Show HN: Fuzzy deduplicate any CSV using vector embeddings

Show HN: Fuzzy deduplicate any CSV using vector embeddings(app.dedupe.it)

5 points by remolacha 1 year ago | 5 comments

I made an app to fuzzy-deduplicate my Google Sheets and CRM records

- No manual configuration required

- Works out-of-the-box on most data types (ex. people, companies, product catalog)

Implementation details:

- Embeds records using an E5-family model

- Performs similarity search using DuckDB w/ vector similarity extension

- Does last-mile comparison and merges duplicates using Claude

Demo video: https://youtu.be/7mZ0kdwXBwM

Github repo (Apache 2.0 licensed): https://github.com/SnowPilotOrg/dedupe_it

Background story: My company has a table for tracking leads, which includes website visitors, demo form submissions, app signups, and manual entries. It’s full of duplicates.
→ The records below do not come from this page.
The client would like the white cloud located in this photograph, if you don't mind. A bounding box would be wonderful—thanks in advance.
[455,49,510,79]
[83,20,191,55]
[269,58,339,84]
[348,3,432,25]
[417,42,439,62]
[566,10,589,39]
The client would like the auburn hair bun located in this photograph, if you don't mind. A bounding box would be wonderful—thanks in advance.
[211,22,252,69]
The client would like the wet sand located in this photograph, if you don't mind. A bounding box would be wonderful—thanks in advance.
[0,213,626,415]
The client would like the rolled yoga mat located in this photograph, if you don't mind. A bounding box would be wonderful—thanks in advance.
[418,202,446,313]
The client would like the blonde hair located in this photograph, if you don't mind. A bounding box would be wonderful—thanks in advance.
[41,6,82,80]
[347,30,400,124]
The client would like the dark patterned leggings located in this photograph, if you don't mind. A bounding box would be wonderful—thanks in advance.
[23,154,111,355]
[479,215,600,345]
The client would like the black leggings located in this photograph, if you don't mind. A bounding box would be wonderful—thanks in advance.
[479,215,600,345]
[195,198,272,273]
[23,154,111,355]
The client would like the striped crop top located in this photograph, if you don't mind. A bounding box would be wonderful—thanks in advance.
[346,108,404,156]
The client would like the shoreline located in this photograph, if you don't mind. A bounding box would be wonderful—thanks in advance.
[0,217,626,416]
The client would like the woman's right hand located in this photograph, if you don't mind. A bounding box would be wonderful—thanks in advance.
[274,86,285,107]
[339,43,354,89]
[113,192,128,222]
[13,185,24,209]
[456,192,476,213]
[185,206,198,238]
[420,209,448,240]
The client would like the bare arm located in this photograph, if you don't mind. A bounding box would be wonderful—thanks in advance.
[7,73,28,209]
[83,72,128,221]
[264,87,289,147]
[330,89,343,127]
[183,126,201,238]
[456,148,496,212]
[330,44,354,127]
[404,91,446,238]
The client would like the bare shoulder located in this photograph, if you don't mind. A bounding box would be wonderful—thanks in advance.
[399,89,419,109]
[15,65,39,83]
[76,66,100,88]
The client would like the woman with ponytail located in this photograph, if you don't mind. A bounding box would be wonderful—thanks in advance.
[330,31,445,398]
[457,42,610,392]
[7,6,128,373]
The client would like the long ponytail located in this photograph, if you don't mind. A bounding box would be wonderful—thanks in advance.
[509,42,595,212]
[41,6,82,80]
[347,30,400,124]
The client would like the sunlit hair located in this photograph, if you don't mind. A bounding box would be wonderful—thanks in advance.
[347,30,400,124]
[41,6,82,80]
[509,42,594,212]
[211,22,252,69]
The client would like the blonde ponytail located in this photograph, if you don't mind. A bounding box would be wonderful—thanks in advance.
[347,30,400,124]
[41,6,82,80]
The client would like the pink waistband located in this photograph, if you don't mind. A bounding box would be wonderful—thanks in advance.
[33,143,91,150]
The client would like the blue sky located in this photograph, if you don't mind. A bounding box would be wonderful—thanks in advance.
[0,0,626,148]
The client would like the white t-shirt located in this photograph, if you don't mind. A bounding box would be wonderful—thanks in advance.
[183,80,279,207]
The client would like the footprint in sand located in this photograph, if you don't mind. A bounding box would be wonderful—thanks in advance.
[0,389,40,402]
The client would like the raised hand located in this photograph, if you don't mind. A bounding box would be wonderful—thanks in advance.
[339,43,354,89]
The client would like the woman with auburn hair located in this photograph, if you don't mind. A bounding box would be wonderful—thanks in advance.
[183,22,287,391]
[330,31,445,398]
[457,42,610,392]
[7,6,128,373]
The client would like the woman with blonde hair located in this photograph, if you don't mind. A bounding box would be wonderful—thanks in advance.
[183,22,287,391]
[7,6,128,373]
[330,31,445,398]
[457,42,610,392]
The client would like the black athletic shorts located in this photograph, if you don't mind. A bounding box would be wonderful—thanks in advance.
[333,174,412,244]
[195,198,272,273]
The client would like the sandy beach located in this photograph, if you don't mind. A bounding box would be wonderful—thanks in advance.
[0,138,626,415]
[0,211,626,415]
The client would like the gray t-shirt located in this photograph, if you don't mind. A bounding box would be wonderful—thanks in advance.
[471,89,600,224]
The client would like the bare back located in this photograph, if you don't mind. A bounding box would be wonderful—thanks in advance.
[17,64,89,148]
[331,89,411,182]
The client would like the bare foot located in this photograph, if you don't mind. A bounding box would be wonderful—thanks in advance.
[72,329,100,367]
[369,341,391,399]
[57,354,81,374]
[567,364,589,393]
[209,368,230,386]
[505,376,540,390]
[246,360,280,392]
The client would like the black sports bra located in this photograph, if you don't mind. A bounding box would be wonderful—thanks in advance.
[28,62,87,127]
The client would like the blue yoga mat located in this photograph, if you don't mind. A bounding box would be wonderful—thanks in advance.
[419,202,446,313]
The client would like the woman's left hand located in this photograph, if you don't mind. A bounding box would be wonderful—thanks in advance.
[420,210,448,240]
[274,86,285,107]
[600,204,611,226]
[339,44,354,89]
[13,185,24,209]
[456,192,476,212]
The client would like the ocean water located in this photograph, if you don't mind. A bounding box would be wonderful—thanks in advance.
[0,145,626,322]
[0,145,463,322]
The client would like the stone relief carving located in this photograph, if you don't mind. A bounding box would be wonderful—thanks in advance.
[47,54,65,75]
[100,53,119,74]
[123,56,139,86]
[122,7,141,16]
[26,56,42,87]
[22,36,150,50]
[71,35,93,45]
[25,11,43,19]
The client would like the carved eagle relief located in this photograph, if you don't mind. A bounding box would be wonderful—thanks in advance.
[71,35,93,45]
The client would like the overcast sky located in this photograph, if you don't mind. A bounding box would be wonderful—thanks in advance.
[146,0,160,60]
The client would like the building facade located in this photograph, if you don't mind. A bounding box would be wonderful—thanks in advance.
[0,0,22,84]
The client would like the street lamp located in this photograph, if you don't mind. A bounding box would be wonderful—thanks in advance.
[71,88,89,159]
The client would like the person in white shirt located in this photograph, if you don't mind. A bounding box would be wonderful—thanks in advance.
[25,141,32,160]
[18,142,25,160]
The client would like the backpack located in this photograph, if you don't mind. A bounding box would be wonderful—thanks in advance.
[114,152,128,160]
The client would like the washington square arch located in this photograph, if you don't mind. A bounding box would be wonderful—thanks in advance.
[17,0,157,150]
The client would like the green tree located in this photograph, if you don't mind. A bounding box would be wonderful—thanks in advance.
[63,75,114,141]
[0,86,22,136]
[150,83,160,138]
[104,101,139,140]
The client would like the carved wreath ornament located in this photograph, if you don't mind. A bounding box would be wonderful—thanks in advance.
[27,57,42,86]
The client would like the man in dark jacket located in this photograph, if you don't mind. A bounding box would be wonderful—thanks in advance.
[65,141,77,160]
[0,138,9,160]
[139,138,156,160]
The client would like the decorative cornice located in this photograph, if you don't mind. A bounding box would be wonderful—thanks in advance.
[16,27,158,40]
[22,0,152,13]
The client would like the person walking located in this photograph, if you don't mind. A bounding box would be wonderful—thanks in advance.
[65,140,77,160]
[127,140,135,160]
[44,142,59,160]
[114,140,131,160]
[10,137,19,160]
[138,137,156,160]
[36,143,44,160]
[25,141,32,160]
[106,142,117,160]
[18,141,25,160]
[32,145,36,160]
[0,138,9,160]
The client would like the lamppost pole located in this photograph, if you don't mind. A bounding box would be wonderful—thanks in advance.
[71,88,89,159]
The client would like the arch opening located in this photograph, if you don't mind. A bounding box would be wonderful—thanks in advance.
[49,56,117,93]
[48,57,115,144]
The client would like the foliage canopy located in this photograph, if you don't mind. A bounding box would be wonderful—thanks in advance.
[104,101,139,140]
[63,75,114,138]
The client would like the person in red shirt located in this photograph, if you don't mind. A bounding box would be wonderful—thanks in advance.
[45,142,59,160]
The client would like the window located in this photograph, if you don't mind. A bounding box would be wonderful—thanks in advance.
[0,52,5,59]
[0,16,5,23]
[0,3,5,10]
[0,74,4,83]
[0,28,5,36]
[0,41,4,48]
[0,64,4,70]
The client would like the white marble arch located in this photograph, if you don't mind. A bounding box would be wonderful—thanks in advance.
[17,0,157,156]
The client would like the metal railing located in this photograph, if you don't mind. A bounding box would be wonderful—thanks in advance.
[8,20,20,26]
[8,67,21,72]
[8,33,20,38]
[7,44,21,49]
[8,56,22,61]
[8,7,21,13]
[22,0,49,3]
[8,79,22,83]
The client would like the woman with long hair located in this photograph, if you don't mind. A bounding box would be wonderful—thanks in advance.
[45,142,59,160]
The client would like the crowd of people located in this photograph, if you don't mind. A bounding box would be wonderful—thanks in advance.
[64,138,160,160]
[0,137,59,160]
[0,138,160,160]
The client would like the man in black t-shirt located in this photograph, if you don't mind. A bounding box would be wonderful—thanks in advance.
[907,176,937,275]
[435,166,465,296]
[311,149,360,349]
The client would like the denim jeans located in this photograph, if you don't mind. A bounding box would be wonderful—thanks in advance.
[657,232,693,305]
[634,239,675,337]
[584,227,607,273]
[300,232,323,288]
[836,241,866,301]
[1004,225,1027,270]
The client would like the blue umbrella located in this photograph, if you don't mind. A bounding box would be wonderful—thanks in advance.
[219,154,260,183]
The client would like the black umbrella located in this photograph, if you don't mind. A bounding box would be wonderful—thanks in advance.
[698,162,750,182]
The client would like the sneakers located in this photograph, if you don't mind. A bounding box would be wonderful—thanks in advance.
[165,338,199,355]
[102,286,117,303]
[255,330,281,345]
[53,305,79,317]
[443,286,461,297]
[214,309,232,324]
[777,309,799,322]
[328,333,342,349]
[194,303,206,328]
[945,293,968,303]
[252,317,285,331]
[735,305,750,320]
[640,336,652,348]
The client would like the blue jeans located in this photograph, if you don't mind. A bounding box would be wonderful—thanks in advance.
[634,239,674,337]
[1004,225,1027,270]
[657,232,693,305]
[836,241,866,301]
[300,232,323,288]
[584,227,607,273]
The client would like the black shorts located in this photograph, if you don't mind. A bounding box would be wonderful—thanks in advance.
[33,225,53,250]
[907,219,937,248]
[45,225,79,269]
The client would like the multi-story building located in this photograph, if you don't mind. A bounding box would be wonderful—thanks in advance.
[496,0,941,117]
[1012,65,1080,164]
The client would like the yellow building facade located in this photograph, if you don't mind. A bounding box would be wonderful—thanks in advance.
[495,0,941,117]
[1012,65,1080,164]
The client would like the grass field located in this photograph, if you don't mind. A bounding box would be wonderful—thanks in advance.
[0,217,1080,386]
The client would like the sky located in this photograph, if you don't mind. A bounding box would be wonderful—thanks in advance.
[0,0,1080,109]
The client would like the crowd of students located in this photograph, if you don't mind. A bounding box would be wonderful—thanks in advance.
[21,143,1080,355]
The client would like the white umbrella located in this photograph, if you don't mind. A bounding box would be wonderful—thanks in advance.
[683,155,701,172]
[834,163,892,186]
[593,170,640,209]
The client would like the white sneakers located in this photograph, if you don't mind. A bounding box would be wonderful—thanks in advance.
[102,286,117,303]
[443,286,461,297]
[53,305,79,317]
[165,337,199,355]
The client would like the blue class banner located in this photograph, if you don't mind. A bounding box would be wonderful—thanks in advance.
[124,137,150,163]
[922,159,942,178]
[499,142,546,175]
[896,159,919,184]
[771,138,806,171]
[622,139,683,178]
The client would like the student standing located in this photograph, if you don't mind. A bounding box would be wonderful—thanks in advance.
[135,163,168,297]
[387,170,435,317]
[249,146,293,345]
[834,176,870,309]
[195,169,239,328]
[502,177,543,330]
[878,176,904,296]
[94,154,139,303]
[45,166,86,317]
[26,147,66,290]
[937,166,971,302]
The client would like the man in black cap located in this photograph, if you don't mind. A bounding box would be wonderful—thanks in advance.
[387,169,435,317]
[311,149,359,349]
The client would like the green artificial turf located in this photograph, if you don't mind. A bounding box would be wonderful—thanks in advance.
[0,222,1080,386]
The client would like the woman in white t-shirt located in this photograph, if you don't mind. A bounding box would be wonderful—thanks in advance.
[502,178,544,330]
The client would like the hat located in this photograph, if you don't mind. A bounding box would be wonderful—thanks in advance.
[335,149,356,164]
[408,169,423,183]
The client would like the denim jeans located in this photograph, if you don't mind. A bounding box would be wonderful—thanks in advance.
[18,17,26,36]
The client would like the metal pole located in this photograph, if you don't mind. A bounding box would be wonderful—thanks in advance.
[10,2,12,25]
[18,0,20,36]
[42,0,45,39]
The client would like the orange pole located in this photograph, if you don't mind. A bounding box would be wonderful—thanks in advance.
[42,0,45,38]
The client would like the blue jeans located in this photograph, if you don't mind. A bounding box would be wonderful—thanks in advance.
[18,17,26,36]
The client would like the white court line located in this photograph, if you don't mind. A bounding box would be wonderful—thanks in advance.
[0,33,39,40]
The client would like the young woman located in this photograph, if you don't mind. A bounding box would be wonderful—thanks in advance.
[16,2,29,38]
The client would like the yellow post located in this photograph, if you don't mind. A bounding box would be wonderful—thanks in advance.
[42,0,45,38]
And writing formulas to merge those dupes has been a massive PITA.

I figured that an LLM could handle any data shape and give me a way to deal with tricky custom rules like “treat international subsidiaries as distinct from their parent company”.

The challenging thing was avoiding an NxN comparison matrix. The solution I came up with was first narrowing down our search space using vector embeddings + semantic similarity search, and then using a generative LLM only to compare a few nearest neighbors and merge.

Some cool attributes of this approach:

- Can work incrementally (no reprocessing the entire dataset)

- Allows processing all records in parallel

- Composes with deterministic dedupe rules

Lmk any feedback on how to make this better!

K0IN 1 year ago |

This is very interesting, i was building something similar, but i used https://github.com/K0IN/string-embed (embeddings based on a distance function - Levenshtein in my case) to generate embeddings, for deterministic matching.

I will follow your project, im interested in your ann search speeds :)

remolacha 1 year ago | |

Very cool :) I initially tried something like this, but had trouble getting reliable results without tuning my distance functions to the specific schema & domain. Did you find a way around that?

K0IN 1 year ago | | |

No, I tuned a model on my (unique) table data, which does not take long, since the model is small.

My model seemed in my tests at least to hold up good enough, since its only used as a preselect to find "good enough" candidates to use Levenshtein later on.

But yes, a universal model (maybe a fine-tuned transformer / embedding model) might be better, but i did not have the time (and knowledge) to build one yet.

DigiFreeze 1 year ago |

high-key useful! Are you thinking of making a Google Sheets extension? How are you thinking about data privacy? Any plans to make a local-only app?

remolacha 1 year ago | |

Thanks! Yeah, we'd do a GSheet extension if there's enough interest. Privacy-wise, we don't store any data. Local-only isn't a priority, but should be easy to self-host if you take a look at the Github README.